Em 2017, sob o governo de Mauricio Macri e a gestão do ministério de segurança de Patricia Bullrich, foi lançada uma campanha de criminalização dos mapuches entre o governo nacional e os meios de comunicação massivos.
Desde então, foi iniciado um processo, chamado por Eduardo Soares de "caso-mãe", que engloba uma série de violações contra a comunidade Lafken Winkul Mapu em seu território recuperado.
"Eram procedimentos bem parecidos ao que vimos agora: gás lacrimogêneo, muita violência, separação de mães e filhos. Foi inclusive, pela violação de direitos das crianças que chegamos a este caso", conta Soares.
"Vínhamos ganhando todos os processos, e a audiência final seria, calculamos, no final deste ano ou no início do próximo", relata o advogado. "Este processo deveria determinar, em primeiro lugar, se houve um delito e, em segundo, se este delito é atribuível à comunidade mapuche. Estávamos quase certos que ganharíamos este processo. E acredito que eles também. Assim, adiantaram o despejo."

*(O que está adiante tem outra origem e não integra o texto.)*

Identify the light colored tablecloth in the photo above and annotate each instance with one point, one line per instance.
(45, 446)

A primeira audiência pela prisão das mulheres mapuches foi realizada no sábado (8), e as detidas foram ouvidas pela juíza Domínguez. A defesa tampouco teve acesso ao conteúdo da audiência. Agora, aguardam os dez dias úteis após a audiência, previstos pelo Código de Procedimento Penal, para ter acesso ao conteúdo do processo em curso.